A survey of memory management patches
MADV_WILLWRITE
Normally, developers expect that a write to file-backed memory will execute quickly. That data must eventually find its way back to persistent storage, but the kernel usually handles that in the background while the application continues running. Andy Lutomirski has discovered that things don't always work that way, though. In particular, if the memory is backed by a file that has never been written (even if it has been extended to the requisite size with fallocate()), the first write to each page of that memory can be quite slow, due to the filesystem's need to allocate on-disk blocks, mark the block as being initialized, and otherwise get ready to accept the data. If (as is the case with Andy's application) there is a need to write multiple gigabytes of data, the slowdown can be considerable.
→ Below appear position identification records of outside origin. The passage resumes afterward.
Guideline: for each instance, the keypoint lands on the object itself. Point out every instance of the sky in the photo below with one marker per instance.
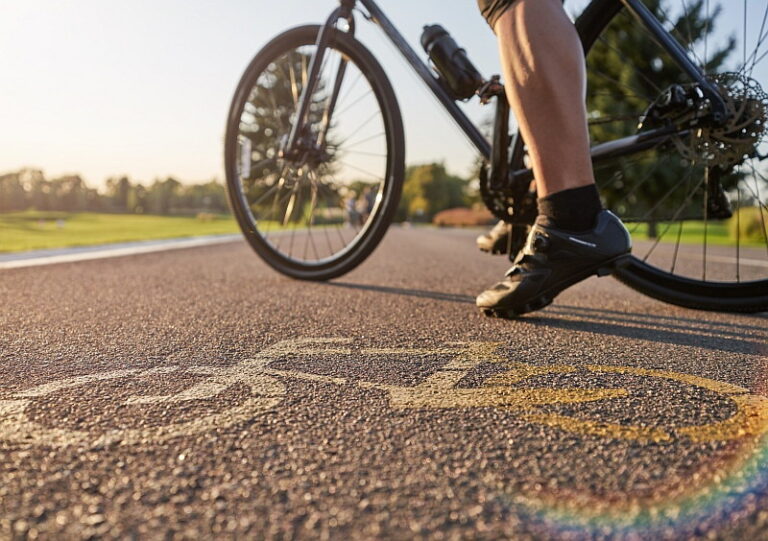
(142, 88)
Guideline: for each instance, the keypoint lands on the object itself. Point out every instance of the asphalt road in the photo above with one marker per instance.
(198, 394)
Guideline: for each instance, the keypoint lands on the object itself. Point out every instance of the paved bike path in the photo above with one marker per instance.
(196, 393)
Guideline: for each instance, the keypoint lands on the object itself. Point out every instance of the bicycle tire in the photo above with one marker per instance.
(745, 297)
(354, 253)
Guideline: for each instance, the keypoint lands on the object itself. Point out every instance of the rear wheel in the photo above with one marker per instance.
(319, 212)
(696, 204)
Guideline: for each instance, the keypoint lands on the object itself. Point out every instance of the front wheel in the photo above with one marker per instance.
(318, 212)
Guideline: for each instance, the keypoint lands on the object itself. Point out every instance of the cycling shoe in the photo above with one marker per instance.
(553, 260)
(495, 241)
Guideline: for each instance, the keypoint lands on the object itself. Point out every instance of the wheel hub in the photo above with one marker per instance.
(702, 139)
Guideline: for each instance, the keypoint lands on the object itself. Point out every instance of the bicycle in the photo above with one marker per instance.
(678, 128)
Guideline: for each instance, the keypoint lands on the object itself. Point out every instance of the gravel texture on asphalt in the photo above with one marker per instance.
(184, 394)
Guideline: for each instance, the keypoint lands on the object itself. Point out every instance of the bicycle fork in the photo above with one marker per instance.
(292, 145)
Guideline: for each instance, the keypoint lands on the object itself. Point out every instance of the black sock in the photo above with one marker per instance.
(573, 210)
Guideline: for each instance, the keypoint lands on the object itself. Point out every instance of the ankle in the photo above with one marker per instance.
(574, 209)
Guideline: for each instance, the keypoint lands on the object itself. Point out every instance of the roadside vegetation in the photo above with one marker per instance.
(36, 230)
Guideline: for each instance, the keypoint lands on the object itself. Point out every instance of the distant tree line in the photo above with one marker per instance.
(28, 189)
(428, 189)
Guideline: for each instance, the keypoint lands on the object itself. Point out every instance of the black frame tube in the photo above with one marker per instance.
(466, 125)
(679, 55)
(611, 149)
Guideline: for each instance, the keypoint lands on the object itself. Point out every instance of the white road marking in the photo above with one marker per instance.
(86, 253)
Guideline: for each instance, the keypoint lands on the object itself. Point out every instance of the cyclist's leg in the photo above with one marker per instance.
(545, 80)
(544, 72)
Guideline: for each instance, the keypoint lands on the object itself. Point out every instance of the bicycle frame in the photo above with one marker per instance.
(497, 151)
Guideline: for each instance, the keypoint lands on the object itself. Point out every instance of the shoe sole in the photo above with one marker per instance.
(545, 298)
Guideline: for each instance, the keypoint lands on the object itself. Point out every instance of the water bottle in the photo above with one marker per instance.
(451, 63)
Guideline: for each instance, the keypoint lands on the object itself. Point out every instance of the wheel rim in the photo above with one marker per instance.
(312, 209)
(667, 188)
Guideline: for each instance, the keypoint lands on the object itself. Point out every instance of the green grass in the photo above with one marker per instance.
(32, 230)
(692, 233)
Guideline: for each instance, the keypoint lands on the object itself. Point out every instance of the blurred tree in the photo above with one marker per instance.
(626, 71)
(117, 193)
(12, 193)
(428, 189)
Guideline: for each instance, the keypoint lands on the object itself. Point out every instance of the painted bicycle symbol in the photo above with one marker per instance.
(507, 389)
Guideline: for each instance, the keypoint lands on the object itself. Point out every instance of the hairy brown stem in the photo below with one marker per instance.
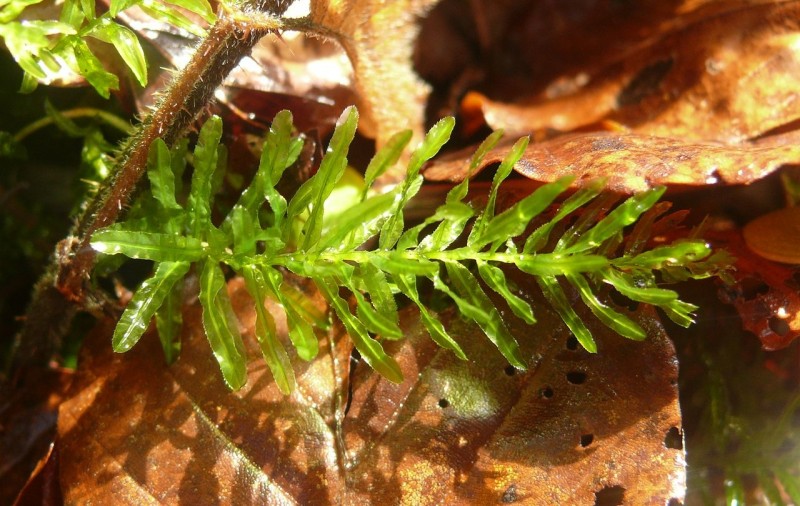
(62, 289)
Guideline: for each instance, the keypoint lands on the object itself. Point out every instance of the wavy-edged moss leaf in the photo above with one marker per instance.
(170, 15)
(206, 154)
(330, 172)
(380, 293)
(496, 280)
(615, 320)
(370, 349)
(454, 217)
(312, 194)
(375, 321)
(127, 45)
(357, 224)
(622, 216)
(554, 265)
(436, 137)
(513, 221)
(395, 263)
(221, 326)
(555, 296)
(85, 63)
(479, 227)
(160, 174)
(274, 354)
(144, 304)
(280, 150)
(539, 237)
(148, 245)
(407, 284)
(476, 305)
(662, 256)
(301, 332)
(388, 156)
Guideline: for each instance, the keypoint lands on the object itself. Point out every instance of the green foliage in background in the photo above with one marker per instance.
(258, 242)
(47, 48)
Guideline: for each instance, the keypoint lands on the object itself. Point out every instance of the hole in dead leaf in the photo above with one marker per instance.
(645, 83)
(572, 343)
(609, 496)
(674, 439)
(576, 377)
(510, 495)
(779, 326)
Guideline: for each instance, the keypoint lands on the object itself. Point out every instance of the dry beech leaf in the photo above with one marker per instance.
(576, 428)
(379, 38)
(632, 162)
(766, 294)
(725, 71)
(28, 412)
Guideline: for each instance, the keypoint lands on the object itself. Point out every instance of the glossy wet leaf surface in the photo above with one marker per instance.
(454, 431)
(632, 162)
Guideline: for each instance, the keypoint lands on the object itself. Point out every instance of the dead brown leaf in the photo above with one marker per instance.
(632, 162)
(724, 71)
(28, 412)
(379, 39)
(570, 430)
(765, 294)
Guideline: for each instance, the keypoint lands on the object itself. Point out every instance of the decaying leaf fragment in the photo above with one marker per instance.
(633, 162)
(574, 428)
(766, 294)
(379, 39)
(724, 71)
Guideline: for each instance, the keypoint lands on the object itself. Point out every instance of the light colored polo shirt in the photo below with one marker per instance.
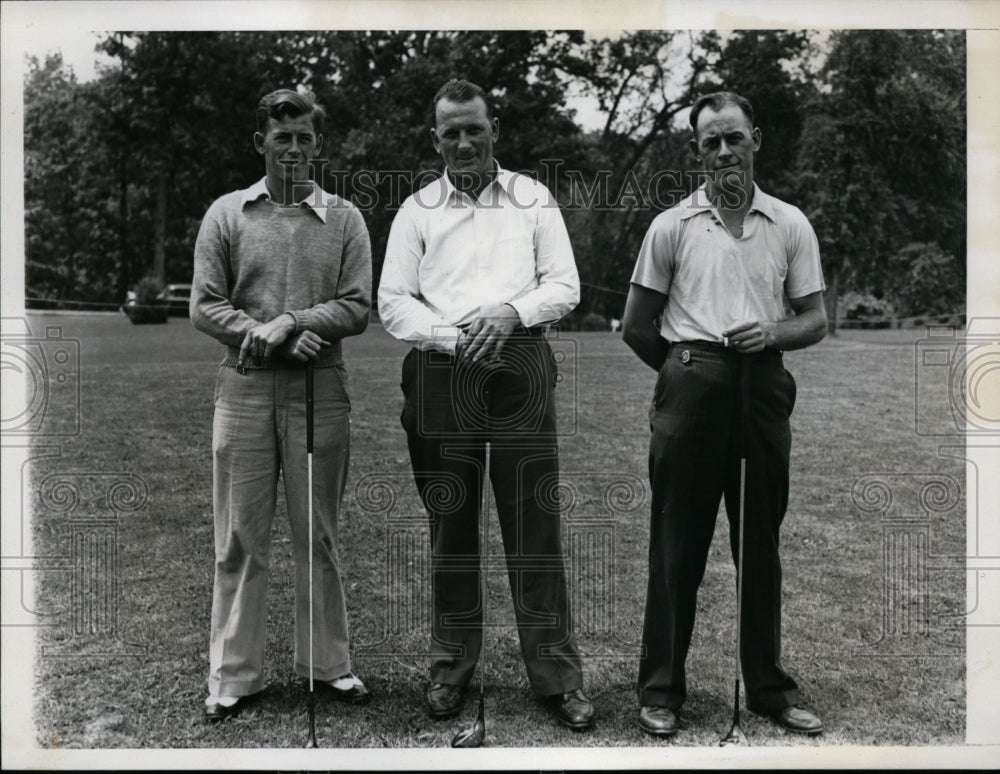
(714, 280)
(449, 256)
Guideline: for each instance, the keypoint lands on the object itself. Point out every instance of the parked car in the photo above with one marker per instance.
(156, 303)
(138, 313)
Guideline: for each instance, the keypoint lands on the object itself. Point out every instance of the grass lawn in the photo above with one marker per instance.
(147, 412)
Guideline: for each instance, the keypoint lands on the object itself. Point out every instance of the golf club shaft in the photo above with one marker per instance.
(483, 549)
(309, 530)
(744, 433)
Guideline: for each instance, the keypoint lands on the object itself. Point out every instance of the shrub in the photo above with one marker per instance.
(929, 283)
(862, 308)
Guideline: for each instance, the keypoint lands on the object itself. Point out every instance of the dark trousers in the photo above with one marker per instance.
(449, 414)
(694, 460)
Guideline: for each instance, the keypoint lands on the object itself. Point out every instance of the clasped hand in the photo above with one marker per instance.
(487, 334)
(748, 337)
(276, 337)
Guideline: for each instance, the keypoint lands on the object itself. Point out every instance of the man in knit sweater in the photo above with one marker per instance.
(282, 273)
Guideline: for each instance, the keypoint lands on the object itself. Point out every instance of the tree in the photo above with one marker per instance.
(881, 158)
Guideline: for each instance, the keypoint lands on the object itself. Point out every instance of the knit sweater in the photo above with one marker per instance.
(255, 260)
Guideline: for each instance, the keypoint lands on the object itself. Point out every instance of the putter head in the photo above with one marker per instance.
(473, 736)
(735, 737)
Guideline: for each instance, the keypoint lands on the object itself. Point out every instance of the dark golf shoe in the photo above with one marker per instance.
(658, 721)
(444, 701)
(346, 688)
(574, 710)
(798, 720)
(216, 711)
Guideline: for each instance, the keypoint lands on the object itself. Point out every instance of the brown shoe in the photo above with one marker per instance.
(443, 700)
(216, 711)
(798, 720)
(574, 710)
(658, 721)
(347, 688)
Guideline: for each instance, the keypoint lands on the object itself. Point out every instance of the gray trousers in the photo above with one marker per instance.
(259, 431)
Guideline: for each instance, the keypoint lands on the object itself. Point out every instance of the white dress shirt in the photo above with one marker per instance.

One way to work around this problem is to write throwaway data to that memory before getting into the time-sensitive part of the application, essentially forcing the kernel to prepare the backing store. That approach works, but at the cost of writing large amounts of useless data to disk; it might be nice to have something a bit more elegant than that.
Andy's answer is to add a new operation, MADV_WILLWRITE, to the madvise() system call. Within the kernel, that call is passed to a new vm_operations_struct operation:
long (*willwrite)(struct vm_area_struct *vma, unsigned long start, unsigned long end);
In the current implementation, only the ext4 filesystem provides support for this operation; it responds by reserving blocks so that the upcoming write can complete quickly. Andy notes that there is a lot more that could be done to fully prepare for an upcoming write, including performing the copy-on-write needed for private mappings, actually allocating pages of memory, and so on. For the time being, though, the patch is intended as a proof of concept and a request for comments.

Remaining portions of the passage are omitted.